- Inspired by this Dieter Rams' principle of design, and with a very modernistic logic, we developed this concept for the Helvetica documentary film website. Using a very strong grid, a modular structure and a simple navigation interface, we tryed to gather different content that could be related somehow with the movie, using it as an organizer of this information.This is a project for university. All the content is simulated and every rights belong to their respective owners.(Massimo Vignelli, Stefan Sagmeister, Erik Spiekermann, Michael C. Place - Build, Experimental Jetset, Gary Hustwit)
- Helvetica is a feature-length independent film about typography, graphic design and global visual culture. It looks at the proliferation of one typeface (which celebrated its 50th birthday in 2007) as part of a larger conversation about the way type affects our lives.

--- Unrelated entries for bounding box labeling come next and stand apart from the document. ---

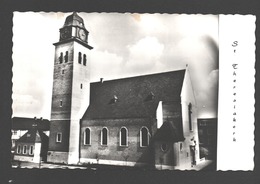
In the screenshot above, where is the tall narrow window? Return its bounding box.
[84,128,91,145]
[101,127,108,145]
[17,145,21,154]
[59,52,63,64]
[56,133,62,142]
[78,52,82,64]
[83,54,87,66]
[23,145,27,154]
[29,145,33,155]
[64,51,69,63]
[120,127,128,146]
[188,103,192,131]
[140,127,149,147]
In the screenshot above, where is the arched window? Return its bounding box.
[64,51,69,63]
[23,145,27,154]
[140,127,149,147]
[83,54,87,66]
[17,145,21,154]
[101,127,108,145]
[78,52,82,64]
[120,127,128,146]
[84,128,91,145]
[29,145,33,155]
[59,52,63,64]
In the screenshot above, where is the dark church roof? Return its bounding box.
[12,117,50,131]
[82,70,185,119]
[17,128,49,143]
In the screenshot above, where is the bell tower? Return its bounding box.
[47,12,93,164]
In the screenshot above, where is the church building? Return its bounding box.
[47,13,199,170]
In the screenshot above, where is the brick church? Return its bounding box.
[47,13,199,169]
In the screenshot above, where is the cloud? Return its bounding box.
[125,37,164,74]
[195,69,219,118]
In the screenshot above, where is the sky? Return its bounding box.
[12,12,219,119]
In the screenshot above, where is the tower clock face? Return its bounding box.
[79,29,87,41]
[61,28,70,39]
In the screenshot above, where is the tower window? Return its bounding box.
[188,103,192,131]
[83,54,87,66]
[120,127,128,146]
[84,128,91,145]
[140,127,149,147]
[29,146,33,155]
[59,52,63,64]
[78,52,82,64]
[16,145,21,154]
[23,145,27,154]
[101,127,108,145]
[180,143,183,151]
[56,133,62,142]
[64,51,69,63]
[161,143,168,152]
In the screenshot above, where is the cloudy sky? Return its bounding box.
[12,12,218,119]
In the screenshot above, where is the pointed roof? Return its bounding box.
[82,70,185,120]
[17,128,49,143]
[12,117,50,131]
[63,12,85,29]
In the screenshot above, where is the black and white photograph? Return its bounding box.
[6,11,255,183]
[12,12,219,170]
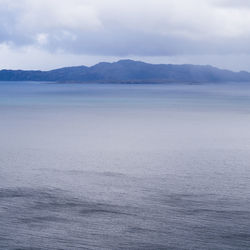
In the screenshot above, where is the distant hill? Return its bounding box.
[0,60,250,83]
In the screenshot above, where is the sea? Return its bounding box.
[0,82,250,250]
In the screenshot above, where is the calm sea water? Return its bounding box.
[0,82,250,250]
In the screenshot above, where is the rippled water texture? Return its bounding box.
[0,82,250,250]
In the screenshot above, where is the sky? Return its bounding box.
[0,0,250,71]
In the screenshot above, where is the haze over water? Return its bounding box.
[0,82,250,249]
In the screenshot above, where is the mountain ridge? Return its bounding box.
[0,59,250,83]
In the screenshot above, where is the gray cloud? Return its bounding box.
[0,0,250,70]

The film is an exploration of urban spaces in major cities and the type that inhabits them, and a fluid discussion with renowned designers about their work, the creative process, and the choices and aesthetics behind their use of type.
- Helvetica was developed by Max Miedinger with Edüard Hoffmann in 1957 for the Haas Type Foundry in Münchenstein, Switzerland. In the late 1950s, the European design world saw a revival of older sans-serif typefaces such as the German face Akzidenz Grotesk. Haas director Hoffmann commissioned Miedinger, a former employee and freelance designer, to draw an updated sans-serif typeface to add to their line. The result was called Neue Haas Grotesk, but its name was later changed to Helvetica, derived from Helvetia, the Latin name for Switzerland, when Haas' German parent companies Stempel and Linotype began marketing the font internationally in 1961.
Introduced amidst a wave of popularity of Swiss design, and fueled by advertising agencies selling this new design style to their clients, Helvetica quickly appeared in corporate logos, signage for transportation systems, fine art prints, and myriad other uses worldwide. Inclusion of the font in home computer systems such as the Apple Macintosh in 1984 only further cemented its ubiquity.